Based in India? Visit DharmaCompliance — our India platform →
SolvingESG is currently under construction.
SolvingESG

Privacy Policy

Last updated: March 2026

Viewing for:
This policy applies to users of SolvingESG (solvingesg.co.uk) and is governed by the UK General Data Protection Regulation (UK GDPR) and the Privacy and Electronic Communications Regulations 2003 (PECR).

1. Who We Are

SolvingESG is a trading name operated by SolvingCompliance Ltd, a company registered in England and Wales. We provide ESG compliance tools and supply chain management software to UK small and medium businesses.

For the purposes of UK GDPR, SolvingCompliance Ltd is the data controller for personal data processed through the SolvingESG platform.

Contact: [email protected]

2. What Personal Data We Collect

We collect and process the following categories of personal data:

  • Account data: name, email address, job title, company name
  • Authentication data: OAuth tokens (via Manus OAuth), session identifiers
  • Usage data: pages visited, features used, assessment responses, document uploads
  • Payment data: billing name, address, and payment method details (processed by Stripe; we do not store card numbers)
  • Supplier data: contact names, email addresses, and company information for suppliers you invite to the platform
  • Communications: emails you send or receive through the platform

3. Legal Basis for Processing

We process your personal data on the following legal bases under UK GDPR Article 6:

  • Contract performance (Art. 6(1)(b)): to provide the SolvingESG service you have subscribed to
  • Legitimate interests (Art. 6(1)(f)): to improve our platform, prevent fraud, and send service-related communications
  • Legal obligation (Art. 6(1)(c)): to comply with UK law including tax and anti-money laundering requirements
  • Consent (Art. 6(1)(a)): for marketing emails and non-essential cookies (you may withdraw consent at any time)

4. How We Use Your Data

  • Providing and improving the SolvingESG platform
  • Processing payments and managing subscriptions
  • Sending transactional emails (account confirmations, assessment invitations, compliance alerts)
  • Sending marketing communications where you have consented
  • Complying with legal and regulatory obligations
  • Detecting and preventing fraud and abuse

5. Data Sharing

We share personal data with the following third parties:

  • Stripe Inc: payment processing (UK/EU data centre)
  • Resend Inc: transactional email delivery
  • Manus AI: platform hosting and OAuth authentication
  • TiDB Cloud: database hosting (EU region)

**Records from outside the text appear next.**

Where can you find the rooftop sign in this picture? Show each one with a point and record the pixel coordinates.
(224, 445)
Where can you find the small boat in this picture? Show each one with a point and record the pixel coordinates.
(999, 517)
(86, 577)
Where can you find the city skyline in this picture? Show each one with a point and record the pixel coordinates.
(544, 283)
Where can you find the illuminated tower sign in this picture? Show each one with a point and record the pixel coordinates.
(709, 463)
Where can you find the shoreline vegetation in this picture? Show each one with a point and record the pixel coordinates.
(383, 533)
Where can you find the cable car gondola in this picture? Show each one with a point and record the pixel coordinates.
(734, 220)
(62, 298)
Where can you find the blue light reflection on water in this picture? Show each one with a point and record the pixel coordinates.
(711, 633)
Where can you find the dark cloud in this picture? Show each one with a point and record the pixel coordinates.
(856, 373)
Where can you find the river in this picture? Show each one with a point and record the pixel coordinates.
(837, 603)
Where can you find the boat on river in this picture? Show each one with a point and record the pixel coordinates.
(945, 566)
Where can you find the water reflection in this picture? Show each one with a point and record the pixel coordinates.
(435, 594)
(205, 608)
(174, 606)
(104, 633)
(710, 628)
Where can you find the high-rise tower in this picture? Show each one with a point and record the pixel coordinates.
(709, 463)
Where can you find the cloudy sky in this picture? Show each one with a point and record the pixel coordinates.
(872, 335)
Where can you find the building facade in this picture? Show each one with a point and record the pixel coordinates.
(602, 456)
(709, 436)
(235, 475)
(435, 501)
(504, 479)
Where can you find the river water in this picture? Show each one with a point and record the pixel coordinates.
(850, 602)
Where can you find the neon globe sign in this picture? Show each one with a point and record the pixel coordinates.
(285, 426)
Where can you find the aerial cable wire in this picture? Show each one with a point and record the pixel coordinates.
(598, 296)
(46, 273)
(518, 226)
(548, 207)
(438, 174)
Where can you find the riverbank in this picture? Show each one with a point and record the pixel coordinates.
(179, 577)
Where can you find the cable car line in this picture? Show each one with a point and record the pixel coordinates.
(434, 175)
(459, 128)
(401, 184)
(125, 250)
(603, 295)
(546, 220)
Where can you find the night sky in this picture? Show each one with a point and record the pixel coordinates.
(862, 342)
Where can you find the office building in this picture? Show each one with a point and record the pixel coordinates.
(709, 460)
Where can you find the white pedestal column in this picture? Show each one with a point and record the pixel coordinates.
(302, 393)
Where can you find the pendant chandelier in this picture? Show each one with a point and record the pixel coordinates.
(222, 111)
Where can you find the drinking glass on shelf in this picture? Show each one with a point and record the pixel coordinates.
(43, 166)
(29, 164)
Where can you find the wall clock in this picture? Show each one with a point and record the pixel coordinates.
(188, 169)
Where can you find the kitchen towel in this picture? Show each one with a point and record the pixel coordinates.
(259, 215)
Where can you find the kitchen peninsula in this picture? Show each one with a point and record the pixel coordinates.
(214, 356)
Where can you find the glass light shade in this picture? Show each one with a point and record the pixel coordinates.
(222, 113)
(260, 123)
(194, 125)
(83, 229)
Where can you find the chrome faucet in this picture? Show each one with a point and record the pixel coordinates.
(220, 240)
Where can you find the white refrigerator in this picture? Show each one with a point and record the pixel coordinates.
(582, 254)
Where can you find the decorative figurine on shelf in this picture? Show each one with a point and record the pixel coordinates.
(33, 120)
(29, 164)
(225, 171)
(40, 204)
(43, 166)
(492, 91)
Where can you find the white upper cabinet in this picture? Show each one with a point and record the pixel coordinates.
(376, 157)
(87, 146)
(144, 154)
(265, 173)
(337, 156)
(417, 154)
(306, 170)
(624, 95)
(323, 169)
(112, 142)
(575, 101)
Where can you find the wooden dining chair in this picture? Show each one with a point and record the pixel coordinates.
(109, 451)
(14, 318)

We do not sell personal data to third parties. We do not share data with advertisers.

6. International Transfers

Some of our third-party processors are based outside the UK. Where we transfer data internationally, we ensure appropriate safeguards are in place, including Standard Contractual Clauses (SCCs) approved by the UK Information Commissioner's Office (ICO).

7. Data Retention

  • Account data: retained for the duration of your subscription plus 6 years (UK tax law)
  • Assessment data: retained for 7 years to support audit trails
  • Payment records: retained for 6 years (UK tax law)
  • Marketing consent records: retained until withdrawn

8. Your Rights Under UK GDPR

You have the following rights regarding your personal data:

  • Right of access: request a copy of your personal data
  • Right to rectification: correct inaccurate data
  • Right to erasure: request deletion of your data (subject to legal retention obligations)
  • Right to restrict processing: limit how we use your data
  • Right to data portability: receive your data in a machine-readable format
  • Right to object: object to processing based on legitimate interests
  • Rights related to automated decision-making: we do not make solely automated decisions with legal or significant effects

To exercise any of these rights, email [email protected]. We will respond within 30 days.

9. Cookies

We use cookies and similar technologies. See our Cookie Policy for full details. You can manage cookie preferences at any time.

10. Security

We implement appropriate technical and organisational measures to protect personal data, including TLS encryption in transit, encrypted database storage, and access controls. We conduct regular security reviews.

11. Changes to This Policy

We will notify you of material changes to this policy by email and by updating the "Last updated" date above. Continued use of the platform after notification constitutes acceptance.

12. Complaints

If you are unhappy with how we handle your data, you have the right to lodge a complaint with the Information Commissioner's Office (ICO) at ico.org.uk or by calling 0303 123 1113.